Русские родители — странные существа. Они живут в истошном, нездоровом, губительном страхе. Этот страх уничтожает все живое, в том числе и собственных детей.

Сначала они боятся выпускать детей на улицу, нанимают трех нянек, следят за каждым шагом, а потом удивляются, что дети поднимают бунт, причем как можно более отчаянный и беспощадный.

Свобода детям достается с кровью и большими потерями. Только потому, что родителям страшно — они боятся утратить контроль.

Родители думают, что самостоятельность — это нечто, что может с тобой случиться, лишь когда у тебя есть диплом и ты уже выходишь на работу.

Я ушла из дома в восемнадцать лет. Сама, со скандалом. Причем мне никто не дал ключи от квартиры — я буквально ушла в никуда, и было у меня десять рублей. Подруга отца подкинула еще немного денег — но мало. Она так и сказала: если дать много, ты расслабишься. Жестко. Но, правда, расслабиться не было шанса.

Не могу сказать, что пришлось легко: я все-таки оказалась совсем без страховки. Если бы у меня были хотя бы ключи, хоть от квартиры на краю галактики, было бы много легче.

Но посмотрите: я жива, здорова, вы меня читаете.

Поэтому я искренне удивляюсь, когда родители поддерживают уже и взрослых детей. Как мой отец. Он содержал сестру почти всю жизнь. Знаете, это вроде искусственного дыхания: организм еще дышит, но по сути он уже мертв. Чтобы остаться живой, я не брала у отца ни копейки после ухода из дома.

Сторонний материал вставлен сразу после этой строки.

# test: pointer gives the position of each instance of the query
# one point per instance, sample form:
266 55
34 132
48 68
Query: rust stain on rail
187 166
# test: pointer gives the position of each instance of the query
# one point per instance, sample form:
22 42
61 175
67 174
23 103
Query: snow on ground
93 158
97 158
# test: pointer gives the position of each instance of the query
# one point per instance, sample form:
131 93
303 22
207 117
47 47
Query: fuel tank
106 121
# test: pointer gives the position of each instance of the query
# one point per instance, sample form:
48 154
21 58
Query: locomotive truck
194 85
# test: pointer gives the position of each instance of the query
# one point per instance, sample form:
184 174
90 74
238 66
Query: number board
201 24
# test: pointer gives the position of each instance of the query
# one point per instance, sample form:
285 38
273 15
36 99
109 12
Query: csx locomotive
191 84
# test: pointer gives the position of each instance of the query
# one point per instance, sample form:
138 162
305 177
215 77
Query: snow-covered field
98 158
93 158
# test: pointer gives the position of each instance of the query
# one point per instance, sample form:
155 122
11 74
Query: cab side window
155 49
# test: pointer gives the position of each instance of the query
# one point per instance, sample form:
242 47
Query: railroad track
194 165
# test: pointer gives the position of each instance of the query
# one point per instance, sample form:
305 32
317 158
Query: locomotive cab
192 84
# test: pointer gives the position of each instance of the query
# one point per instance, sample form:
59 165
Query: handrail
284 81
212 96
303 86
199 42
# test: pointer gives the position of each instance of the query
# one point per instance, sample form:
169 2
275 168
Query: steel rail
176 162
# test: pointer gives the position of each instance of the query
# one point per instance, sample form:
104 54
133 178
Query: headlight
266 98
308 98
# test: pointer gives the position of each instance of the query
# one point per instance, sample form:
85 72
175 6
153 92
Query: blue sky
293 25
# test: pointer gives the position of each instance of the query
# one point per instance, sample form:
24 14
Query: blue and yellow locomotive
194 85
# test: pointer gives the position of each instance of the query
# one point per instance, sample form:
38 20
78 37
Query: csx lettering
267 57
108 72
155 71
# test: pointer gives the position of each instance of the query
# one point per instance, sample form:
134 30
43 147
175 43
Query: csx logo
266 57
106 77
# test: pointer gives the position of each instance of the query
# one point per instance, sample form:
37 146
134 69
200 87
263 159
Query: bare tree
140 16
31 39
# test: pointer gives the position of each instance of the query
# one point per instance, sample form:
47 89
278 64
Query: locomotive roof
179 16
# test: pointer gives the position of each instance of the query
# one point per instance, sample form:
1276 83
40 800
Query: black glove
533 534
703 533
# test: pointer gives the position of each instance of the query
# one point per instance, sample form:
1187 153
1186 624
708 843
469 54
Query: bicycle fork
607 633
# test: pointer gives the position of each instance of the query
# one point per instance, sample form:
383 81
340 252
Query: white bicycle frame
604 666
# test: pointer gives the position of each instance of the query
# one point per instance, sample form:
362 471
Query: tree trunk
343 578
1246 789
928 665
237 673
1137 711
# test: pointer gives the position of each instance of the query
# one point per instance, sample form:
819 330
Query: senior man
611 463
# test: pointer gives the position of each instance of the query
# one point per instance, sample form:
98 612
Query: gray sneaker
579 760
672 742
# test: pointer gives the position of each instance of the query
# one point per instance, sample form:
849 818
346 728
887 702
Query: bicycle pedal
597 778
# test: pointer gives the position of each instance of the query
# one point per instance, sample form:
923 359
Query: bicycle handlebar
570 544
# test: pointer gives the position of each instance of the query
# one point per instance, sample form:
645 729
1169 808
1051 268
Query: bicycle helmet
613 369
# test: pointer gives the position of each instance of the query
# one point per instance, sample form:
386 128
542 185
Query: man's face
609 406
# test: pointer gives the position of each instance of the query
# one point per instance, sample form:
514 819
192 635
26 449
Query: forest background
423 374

Человеческий детеныш, конечно, создание более сложное, чем щенок или птенец. И растет дольше, и воспитывать его сложнее, но природа на людях не отдыхает: дети точно так же вырастают и могут о себе позаботиться, как любые другие живые существа. Причем самостоятельными они становятся, когда сами решают — и это не зависит от наших усилий или страхов.

Сын моей калифорнийской подруги поступил в колледж, бросил, жил с друзьями, потом потерял работу и вернулся домой. За проживание он служит домработницей и нянькой. Подруга не переживает, что с ним будет: он уже не маленький, это его жизнь, его выбор. Будет раздолбаем — значит, так ему надо.

Вот есть знакомая, которую в свое время сломали родители. Убедили, что быть врачом лучше, чем дизайнером. Они применили все средства, в том числе и религию: мол, врачи помогают людям, а художества — это все пустое.

Конечно, на самом деле они хотели дочери хлебную профессию. В итоге она и не врач, и не художник. Она до сих пор не может определиться, чем ей заниматься. То подрабатывает декоратором и преподает биологию в качестве хобби, то наоборот. Она такая умная, такая талантливая, что за нее очень обидно. Сейчас никто не поможет ей, кроме нее самой. Но расхлебывать ей приходится не только свои ошибки, но и ошибки ее родителей. 

Если вы кого-то любите, то позволяете ему быть тем, кем он сам себя считает, а не тем, кем вы хотите его видеть. Это так нелепо, и так эгоистично — ожидать, что дети будут улучшенной копией тебя. Нельзя относиться к людям, как к продуктам, даже если вы сами их сделали. Они не ваши. Они — их собственные. Ровно с той секунды, как первый раз закричали.